In a statement, Apple said it was pleased with the ITC determination and indicated that it will continue to press its case in related venues, promising to evaluate "all avenues for further review" of earlier decisions that went against it. The company also criticized Masimo's broader litigation campaign, noting that Masimo has spent six years pursuing more than two dozen patent claims against Apple, most of which have been deemed invalid.

Masimo declined to comment on the latest ITC ruling.

Even as Apple won this round, it faced a setback in a parallel proceeding. On the same day the ITC judge's preliminary decision became public, the US Court of Appeals for the Federal Circuit affirmed the ITC's original 2023 import ruling, which had found that older Apple Watch models infringed Masimo's pulse-oximetry patents. Apple has already resumed importing its redesigned watches, but the appellate decision cements the legal conclusion that its earlier implementation violated Masimo's rights.

The smartwatch dispute is only one front in a broader legal and commercial conflict between the two companies. Masimo, based in Irvine, California, has accused Apple of hiring away employees to gain access to its pulse-oximetry know-how and has separately sued US Customs over the agency's approval of Apple's redesigned watches.

In another case in California federal court, Masimo won a $634 million jury verdict in November, when jurors concluded that Apple infringed a Masimo patent tied to blood-oxygen measurement technology in certain Apple Watch features. Apple has said it will appeal that verdict.

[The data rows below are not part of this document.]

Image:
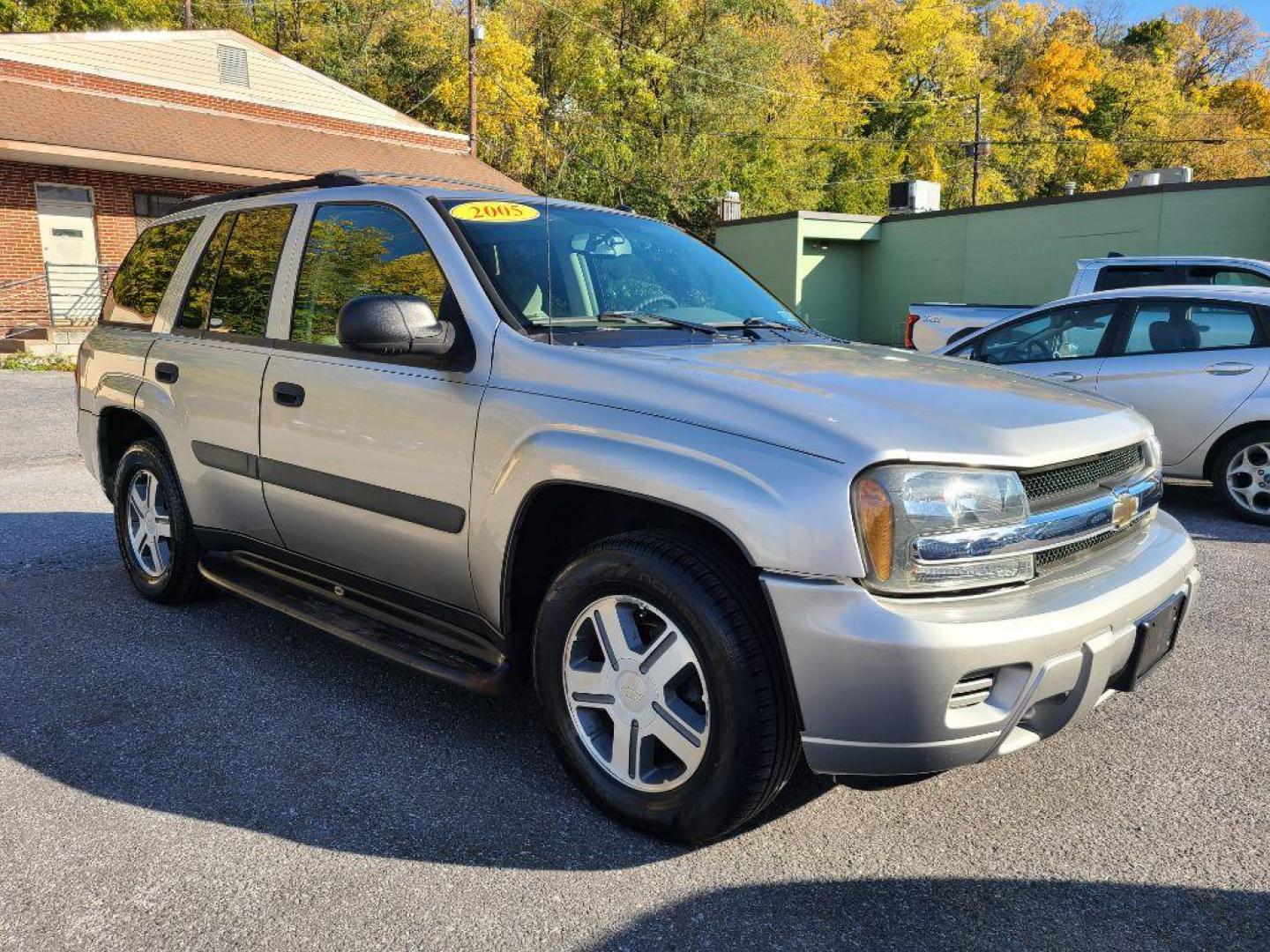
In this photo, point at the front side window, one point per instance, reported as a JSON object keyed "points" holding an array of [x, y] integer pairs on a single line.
{"points": [[1177, 326], [143, 279], [1062, 334], [569, 268], [355, 250]]}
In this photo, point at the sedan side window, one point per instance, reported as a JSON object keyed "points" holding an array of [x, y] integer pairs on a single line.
{"points": [[362, 249], [1177, 326], [1116, 277], [1062, 334], [1226, 277]]}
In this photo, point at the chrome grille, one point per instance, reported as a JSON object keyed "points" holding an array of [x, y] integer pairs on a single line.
{"points": [[1052, 557], [1088, 473]]}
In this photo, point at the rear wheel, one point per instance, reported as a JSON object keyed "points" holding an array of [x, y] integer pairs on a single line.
{"points": [[661, 684], [153, 527], [1241, 475]]}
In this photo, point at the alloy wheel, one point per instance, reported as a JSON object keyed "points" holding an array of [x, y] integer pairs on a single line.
{"points": [[149, 524], [1249, 478], [637, 693]]}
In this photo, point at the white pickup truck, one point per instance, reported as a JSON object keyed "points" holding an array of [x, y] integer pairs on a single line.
{"points": [[932, 325]]}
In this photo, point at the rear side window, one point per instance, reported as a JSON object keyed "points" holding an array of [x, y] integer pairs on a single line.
{"points": [[1062, 334], [1226, 277], [233, 283], [1113, 279], [146, 271], [361, 249], [1177, 326]]}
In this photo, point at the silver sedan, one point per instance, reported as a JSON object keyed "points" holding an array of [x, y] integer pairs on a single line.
{"points": [[1192, 360]]}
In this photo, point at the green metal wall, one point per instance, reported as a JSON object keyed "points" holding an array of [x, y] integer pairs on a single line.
{"points": [[860, 280]]}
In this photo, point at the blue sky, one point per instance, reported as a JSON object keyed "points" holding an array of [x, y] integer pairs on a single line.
{"points": [[1146, 9]]}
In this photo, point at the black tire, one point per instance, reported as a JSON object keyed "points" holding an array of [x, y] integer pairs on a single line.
{"points": [[752, 747], [181, 582], [1229, 450]]}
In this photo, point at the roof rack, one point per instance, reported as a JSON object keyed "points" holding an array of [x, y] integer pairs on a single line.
{"points": [[325, 179]]}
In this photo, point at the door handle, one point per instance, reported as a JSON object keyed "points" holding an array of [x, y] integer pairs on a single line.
{"points": [[1227, 368], [288, 394]]}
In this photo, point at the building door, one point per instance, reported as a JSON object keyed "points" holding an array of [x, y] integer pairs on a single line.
{"points": [[68, 236]]}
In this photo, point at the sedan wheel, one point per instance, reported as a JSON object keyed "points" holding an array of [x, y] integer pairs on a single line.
{"points": [[1247, 479]]}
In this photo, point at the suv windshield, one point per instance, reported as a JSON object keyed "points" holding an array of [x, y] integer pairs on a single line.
{"points": [[566, 268]]}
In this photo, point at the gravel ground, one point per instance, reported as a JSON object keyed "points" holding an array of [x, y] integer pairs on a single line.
{"points": [[219, 777]]}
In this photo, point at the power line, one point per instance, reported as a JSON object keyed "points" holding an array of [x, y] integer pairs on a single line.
{"points": [[723, 78]]}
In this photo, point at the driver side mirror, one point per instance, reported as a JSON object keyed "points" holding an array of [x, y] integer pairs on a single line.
{"points": [[392, 324]]}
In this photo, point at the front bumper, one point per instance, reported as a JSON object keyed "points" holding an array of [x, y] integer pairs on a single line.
{"points": [[874, 675]]}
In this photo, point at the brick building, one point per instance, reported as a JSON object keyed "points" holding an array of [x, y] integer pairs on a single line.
{"points": [[104, 131]]}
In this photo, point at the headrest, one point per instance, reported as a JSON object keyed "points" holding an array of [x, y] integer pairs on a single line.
{"points": [[1174, 335]]}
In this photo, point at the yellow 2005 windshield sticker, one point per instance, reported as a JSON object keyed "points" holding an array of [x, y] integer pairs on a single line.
{"points": [[494, 211]]}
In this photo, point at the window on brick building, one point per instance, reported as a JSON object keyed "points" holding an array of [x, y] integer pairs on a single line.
{"points": [[153, 205]]}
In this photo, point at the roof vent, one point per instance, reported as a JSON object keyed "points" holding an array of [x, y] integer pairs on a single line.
{"points": [[914, 197], [231, 63], [1174, 175]]}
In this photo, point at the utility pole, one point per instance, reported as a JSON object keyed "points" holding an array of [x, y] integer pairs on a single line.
{"points": [[471, 77], [978, 147]]}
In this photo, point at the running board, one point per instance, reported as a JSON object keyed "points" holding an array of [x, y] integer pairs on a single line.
{"points": [[417, 643]]}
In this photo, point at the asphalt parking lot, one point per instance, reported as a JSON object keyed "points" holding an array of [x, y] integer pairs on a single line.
{"points": [[220, 777]]}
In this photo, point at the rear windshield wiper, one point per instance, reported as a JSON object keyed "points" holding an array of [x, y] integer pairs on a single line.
{"points": [[641, 317]]}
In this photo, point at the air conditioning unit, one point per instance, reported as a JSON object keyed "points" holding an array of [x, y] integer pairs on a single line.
{"points": [[1172, 175], [914, 197]]}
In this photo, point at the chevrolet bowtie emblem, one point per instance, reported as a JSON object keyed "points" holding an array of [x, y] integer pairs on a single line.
{"points": [[1123, 510]]}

The outcome of the fight will now unfold against a changing ownership backdrop for Masimo. In February, Danaher agreed to acquire Masimo in a $9.9 billion all-cash deal, positioning the medical-monitoring specialist within a much larger diagnostics and life-sciences portfolio. The transaction, expected to close in the second half of 2026, could give Masimo greater financial backing as its litigation with Apple continues, even as Apple strengthens its smartwatch line with the current non-infringement finding at the ITC.